Iraqis “find haven” in Boise

See what did I tell you!  This is the second story today where refugees “find haven”, this one is in Idaho and the other was in Florida.   I might have lost count, but Boise, ID must be city number four in our quest to discover nine “Iraqi recieving areas” in the US.   Way back in July we reported that Rep. Sander Levin (D-MI) said there were nine cities expected to recieve Iraqi refugees in the coming year. 

So, on our Iraqi refugee hit parade we have identified five so far:   Harrisonburg, VA, Warren, MI, Denver, CO, Boise, ID, and according to this article, Spokane, WA.   The U.S. State Dept. goal is to resettle 12,000 Iraqis during FY 2008.    That should be about 1,300 Iraqis per each of nine sites. 

Unlike Hagerstown, MD,  Boise is welcoming.
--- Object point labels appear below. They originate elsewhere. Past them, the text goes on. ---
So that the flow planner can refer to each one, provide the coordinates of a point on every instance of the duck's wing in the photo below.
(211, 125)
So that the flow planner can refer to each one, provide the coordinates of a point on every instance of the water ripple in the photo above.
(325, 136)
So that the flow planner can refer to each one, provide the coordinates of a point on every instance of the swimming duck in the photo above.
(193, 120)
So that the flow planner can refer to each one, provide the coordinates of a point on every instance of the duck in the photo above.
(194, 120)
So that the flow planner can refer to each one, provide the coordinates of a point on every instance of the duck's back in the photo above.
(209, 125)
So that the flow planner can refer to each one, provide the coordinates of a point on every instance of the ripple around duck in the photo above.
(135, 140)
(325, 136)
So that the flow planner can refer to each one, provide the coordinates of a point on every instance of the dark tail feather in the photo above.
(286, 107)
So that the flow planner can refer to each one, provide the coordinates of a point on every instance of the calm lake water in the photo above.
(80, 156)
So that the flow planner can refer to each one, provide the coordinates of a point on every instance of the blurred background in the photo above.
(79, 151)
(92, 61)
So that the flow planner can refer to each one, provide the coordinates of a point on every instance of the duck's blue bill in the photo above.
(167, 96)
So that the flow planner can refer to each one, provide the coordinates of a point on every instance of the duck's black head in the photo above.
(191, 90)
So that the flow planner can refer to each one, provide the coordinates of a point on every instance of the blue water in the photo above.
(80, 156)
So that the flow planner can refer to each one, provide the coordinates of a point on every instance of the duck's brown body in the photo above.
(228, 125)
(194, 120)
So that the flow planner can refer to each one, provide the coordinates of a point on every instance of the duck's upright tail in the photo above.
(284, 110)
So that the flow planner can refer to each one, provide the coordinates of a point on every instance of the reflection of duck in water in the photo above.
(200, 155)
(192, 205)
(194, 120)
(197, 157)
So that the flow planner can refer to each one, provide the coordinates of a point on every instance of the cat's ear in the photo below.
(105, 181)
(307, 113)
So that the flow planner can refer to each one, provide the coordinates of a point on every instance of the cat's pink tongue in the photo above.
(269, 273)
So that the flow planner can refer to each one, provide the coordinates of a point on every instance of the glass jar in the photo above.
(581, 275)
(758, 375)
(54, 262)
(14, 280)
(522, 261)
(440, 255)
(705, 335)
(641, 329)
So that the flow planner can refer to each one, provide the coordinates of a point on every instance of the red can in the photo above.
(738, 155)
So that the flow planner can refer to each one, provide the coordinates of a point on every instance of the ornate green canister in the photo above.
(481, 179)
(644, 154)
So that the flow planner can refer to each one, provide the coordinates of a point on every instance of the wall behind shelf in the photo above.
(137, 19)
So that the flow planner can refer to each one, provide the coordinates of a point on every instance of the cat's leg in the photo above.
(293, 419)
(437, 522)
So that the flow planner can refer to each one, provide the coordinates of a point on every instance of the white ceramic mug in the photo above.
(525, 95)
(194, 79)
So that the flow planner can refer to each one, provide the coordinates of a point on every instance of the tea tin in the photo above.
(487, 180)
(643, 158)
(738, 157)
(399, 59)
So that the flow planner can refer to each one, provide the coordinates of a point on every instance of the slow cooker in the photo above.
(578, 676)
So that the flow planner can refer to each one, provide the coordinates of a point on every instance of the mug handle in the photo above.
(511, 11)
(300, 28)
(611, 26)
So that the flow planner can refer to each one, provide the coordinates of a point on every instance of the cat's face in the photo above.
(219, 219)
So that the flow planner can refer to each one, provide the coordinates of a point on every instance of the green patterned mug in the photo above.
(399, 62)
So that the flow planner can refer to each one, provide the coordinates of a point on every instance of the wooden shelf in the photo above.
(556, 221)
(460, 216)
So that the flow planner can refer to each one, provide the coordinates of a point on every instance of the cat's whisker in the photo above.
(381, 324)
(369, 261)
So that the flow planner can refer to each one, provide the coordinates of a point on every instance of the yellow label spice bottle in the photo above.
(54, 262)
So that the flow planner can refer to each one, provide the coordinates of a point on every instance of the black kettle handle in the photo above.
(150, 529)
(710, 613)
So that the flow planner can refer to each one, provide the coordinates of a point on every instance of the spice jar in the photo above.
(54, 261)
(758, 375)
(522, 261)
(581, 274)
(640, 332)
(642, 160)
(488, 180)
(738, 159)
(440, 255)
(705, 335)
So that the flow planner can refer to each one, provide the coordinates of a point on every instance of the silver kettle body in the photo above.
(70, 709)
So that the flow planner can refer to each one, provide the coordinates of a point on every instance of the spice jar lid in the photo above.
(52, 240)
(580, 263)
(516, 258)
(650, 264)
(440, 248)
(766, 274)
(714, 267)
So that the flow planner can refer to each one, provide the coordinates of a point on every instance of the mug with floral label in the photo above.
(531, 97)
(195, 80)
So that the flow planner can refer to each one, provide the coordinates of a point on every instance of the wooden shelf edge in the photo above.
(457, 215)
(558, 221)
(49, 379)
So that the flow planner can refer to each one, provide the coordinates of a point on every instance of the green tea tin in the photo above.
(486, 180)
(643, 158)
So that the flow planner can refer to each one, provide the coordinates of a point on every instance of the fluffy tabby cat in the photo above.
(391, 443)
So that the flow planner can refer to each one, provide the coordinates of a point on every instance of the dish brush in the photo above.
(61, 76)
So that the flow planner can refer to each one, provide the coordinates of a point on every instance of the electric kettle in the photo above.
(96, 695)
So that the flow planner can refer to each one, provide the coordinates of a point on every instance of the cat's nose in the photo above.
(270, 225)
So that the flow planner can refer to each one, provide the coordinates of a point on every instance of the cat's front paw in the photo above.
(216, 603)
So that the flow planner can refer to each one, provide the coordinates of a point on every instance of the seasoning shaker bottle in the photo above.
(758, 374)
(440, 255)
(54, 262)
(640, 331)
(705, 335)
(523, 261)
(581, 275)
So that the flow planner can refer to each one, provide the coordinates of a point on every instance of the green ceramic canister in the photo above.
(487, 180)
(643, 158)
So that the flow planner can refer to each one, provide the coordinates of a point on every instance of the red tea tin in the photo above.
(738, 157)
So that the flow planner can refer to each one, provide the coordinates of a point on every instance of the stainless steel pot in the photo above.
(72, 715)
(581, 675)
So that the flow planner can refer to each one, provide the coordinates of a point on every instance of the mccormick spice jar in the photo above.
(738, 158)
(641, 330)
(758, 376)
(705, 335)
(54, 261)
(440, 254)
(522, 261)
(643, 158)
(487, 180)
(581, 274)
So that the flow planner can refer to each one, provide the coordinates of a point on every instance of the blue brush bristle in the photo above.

Boise has become something of a magnet for refugees, in part because it has three active refugee resettlement agencies, a relatively low cost of living, lots of job opportunities and a welcoming community. Since 1980, 12,000 refugees have been resettled in Idaho, mostly in Boise. They’ve come from around the world, with large groups arriving in recent years from Bosnia, Uzbekistan and Somalia. Just in the past year, Boise has received 800 refugees from 20 countries.

Bosnia, Uzbekistan and Somalia, gee the Mosque building industry must be booming in Boise.

Burmese “find haven” in Florida

I wonder about these daily “find haven” articles.   Is there some sort of template reporters follow when writing refugee resettlement stories?    The stories always start with a heartbreaking tale and as you read down there are little hints that not everything is peachy, but the reporter can’t quite bring him or herself to say it.   Almost every story ends with a plea for volunteers, so you know the resettlement agency is struggling even when the community is “welcoming”.

One of two “find haven” stories today is from Florida and involves the Burmese refugees.  

Nearly 14,000 Myanmar refugees have found their way to the U.S.during the past year, according to figures from the State Department’s Bureau of Population, Refugees, and Migration. Close to 500 of them came to Florida.

O.K.  I know there are Buddhist monks dying as they face-off with the brutal military regime that runs Myanmar, but here is what I really want to know.   Why are we scooping up all the pro-democracy advocates who should be standing side by side with the brave monks and instead bringing them to America to wash dishes?

The majority of Myanmar refugees who have made it to Central Florida are single men like Thang.


Thang places his right hand on his chest when speaking of his homeland. He misses his life as a corn and wheat farmer….. he works as a kitchen helper at a hotel near International Drive.

If anyone has the answer, a real policy answer not some mushy answer, please tell me.